Minotaur Kid’s Club [2,066 words]

This short story is posted in Fantasy.

_____

It’s been a hot minute since I posted anything at all, but new year and all that. Time to start fresh with a new short story response to Chuck Wendig’s Flash Fiction Challenge, Roll For Title. Twice as long as the word limit, but I really don’t adhere to that very often.

Minotaur Kid’s Club

by Rick Cook Jr.

“This is it, this time, I can feel it, guys!” Marth whispered, his voice cracking. He was in the back, by torchlight reading yet another map to the Labyrinth.

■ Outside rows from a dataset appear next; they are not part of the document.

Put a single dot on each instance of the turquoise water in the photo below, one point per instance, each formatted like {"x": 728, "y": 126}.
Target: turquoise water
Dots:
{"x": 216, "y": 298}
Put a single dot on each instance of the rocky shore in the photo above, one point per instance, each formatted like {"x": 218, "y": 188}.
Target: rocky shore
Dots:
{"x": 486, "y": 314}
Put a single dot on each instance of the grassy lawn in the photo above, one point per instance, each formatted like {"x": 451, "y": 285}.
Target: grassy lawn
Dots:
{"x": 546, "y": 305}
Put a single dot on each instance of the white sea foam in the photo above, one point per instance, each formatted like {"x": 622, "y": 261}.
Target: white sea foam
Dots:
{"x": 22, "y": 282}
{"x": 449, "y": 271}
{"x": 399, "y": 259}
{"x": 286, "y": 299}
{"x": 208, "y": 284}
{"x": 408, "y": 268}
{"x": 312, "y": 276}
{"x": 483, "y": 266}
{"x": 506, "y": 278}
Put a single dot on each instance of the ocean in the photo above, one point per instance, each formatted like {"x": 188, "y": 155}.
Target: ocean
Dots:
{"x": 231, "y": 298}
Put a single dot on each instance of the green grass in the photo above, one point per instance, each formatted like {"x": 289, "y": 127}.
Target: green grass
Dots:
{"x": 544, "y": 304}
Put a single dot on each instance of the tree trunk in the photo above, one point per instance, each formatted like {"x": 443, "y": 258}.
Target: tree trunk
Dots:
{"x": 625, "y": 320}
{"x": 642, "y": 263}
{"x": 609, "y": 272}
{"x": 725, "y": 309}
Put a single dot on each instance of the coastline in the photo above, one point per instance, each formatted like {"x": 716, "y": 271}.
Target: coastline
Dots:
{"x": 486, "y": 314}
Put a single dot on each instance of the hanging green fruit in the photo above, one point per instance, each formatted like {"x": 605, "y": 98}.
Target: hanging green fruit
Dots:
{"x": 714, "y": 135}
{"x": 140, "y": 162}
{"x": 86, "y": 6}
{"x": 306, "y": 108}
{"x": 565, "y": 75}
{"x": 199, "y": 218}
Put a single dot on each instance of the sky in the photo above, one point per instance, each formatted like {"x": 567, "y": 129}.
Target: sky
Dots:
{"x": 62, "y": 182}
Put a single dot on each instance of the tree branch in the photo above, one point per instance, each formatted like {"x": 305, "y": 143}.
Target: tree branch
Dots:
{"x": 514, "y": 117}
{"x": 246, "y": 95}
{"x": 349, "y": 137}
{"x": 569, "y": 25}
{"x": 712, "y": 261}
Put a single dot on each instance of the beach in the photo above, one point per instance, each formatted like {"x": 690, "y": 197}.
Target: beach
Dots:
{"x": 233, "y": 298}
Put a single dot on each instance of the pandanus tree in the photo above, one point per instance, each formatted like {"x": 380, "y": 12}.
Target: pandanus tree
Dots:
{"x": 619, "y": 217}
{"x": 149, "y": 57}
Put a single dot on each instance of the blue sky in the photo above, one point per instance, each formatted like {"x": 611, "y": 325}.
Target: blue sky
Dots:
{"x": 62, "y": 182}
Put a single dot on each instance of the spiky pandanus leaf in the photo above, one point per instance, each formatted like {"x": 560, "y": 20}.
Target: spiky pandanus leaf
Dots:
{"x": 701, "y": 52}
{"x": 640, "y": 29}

Corley huffed. Wenda wrung her hands together.

They rounded a corner in the sewer tunnels, finding another long, straight stretch. The tunnel walls sagged and crumbled, forlorn with age.

“We’ve gotta be in Old Town by now,” Corley said. She grabbed at the hem of her tunic and yanked it down yet again; the stupid bumps on her chest kept riding up all her clothing, and her mother hadn’t fixed any of them yet, so her midriff was often showing.

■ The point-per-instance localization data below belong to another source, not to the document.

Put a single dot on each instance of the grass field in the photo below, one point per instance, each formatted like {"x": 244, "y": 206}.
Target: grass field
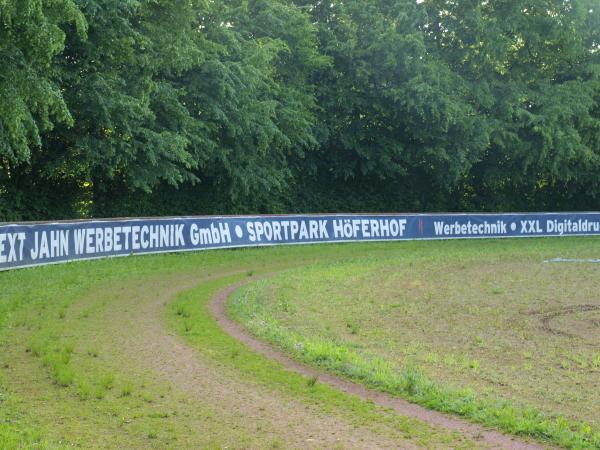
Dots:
{"x": 484, "y": 329}
{"x": 122, "y": 353}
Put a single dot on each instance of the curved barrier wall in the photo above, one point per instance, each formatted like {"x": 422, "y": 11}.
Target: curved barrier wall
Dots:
{"x": 32, "y": 244}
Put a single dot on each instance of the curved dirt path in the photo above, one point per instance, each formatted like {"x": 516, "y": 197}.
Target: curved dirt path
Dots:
{"x": 491, "y": 438}
{"x": 280, "y": 417}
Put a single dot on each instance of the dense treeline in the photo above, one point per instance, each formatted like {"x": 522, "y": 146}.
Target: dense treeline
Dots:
{"x": 155, "y": 107}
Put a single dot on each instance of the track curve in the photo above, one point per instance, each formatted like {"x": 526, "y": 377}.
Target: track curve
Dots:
{"x": 495, "y": 439}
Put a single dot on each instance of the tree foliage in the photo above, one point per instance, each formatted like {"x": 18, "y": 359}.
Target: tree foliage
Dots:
{"x": 137, "y": 107}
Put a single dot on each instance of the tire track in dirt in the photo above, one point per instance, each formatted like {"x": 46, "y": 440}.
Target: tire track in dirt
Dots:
{"x": 487, "y": 437}
{"x": 147, "y": 344}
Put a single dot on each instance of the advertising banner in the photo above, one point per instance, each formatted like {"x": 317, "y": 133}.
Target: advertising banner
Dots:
{"x": 31, "y": 244}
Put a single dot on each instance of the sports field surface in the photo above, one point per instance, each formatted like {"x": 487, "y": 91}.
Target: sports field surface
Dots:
{"x": 125, "y": 353}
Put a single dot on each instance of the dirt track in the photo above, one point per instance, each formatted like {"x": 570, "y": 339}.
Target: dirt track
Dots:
{"x": 486, "y": 437}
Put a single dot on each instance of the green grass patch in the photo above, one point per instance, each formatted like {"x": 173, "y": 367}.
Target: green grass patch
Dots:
{"x": 397, "y": 324}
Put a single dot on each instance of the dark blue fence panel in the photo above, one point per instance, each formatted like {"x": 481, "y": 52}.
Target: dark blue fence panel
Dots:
{"x": 30, "y": 244}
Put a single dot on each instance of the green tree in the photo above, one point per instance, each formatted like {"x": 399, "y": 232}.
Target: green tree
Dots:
{"x": 32, "y": 34}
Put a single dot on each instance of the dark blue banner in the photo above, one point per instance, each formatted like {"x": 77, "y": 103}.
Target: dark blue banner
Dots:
{"x": 23, "y": 245}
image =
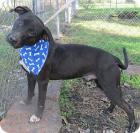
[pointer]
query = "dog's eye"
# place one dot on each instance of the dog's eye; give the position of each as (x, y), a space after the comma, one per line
(20, 23)
(31, 33)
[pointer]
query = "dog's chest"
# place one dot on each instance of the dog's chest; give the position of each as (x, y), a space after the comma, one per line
(34, 57)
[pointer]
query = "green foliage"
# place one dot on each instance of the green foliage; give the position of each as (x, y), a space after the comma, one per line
(132, 80)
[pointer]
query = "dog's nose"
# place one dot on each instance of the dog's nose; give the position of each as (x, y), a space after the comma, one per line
(12, 38)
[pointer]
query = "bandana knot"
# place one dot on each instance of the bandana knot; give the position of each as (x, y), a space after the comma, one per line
(34, 57)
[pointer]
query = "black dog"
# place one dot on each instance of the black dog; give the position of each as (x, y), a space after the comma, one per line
(67, 62)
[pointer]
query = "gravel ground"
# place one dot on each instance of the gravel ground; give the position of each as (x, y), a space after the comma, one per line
(89, 102)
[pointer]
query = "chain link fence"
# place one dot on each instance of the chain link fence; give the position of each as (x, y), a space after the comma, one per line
(12, 78)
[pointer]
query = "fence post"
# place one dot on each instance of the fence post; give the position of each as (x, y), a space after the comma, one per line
(69, 13)
(66, 13)
(57, 20)
(73, 9)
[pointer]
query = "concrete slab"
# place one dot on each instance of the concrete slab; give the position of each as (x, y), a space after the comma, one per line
(133, 69)
(17, 119)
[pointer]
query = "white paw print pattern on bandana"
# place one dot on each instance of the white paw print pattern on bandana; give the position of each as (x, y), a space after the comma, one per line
(33, 57)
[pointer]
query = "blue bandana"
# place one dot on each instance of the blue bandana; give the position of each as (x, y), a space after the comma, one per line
(34, 57)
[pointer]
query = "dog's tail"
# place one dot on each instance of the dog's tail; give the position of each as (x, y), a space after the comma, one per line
(120, 64)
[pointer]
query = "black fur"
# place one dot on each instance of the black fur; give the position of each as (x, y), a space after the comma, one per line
(70, 61)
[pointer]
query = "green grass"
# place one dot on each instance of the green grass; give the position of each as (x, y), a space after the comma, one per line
(132, 80)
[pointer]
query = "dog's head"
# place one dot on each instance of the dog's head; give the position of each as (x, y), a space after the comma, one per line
(27, 28)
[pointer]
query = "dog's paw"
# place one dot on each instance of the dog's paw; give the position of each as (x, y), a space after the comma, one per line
(22, 102)
(34, 119)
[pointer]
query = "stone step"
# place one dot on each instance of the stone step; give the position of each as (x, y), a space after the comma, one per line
(17, 119)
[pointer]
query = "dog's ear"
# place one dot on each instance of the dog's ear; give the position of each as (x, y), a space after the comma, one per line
(47, 35)
(21, 10)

“We’re not allowed in Old Town,” Wenda whined. Corley leaned close and put a hand on Wenda’s shoulder, giving it a gentle squeeze.

“No one’s gonna know, Wen.” She turned a glance back on Marth, who was busy staring at the parchment. “We’ll dead end eventually and just turn around, be home before supper.”

“Promise?”

“Cross my heart and all that.”

Wenda’s eyes glistened and flickered in the torchlight. She nodded and they walked on.

Marth spoke up from behind them. “Okay, according to this, we’re going to come to a Y in the tunnels.”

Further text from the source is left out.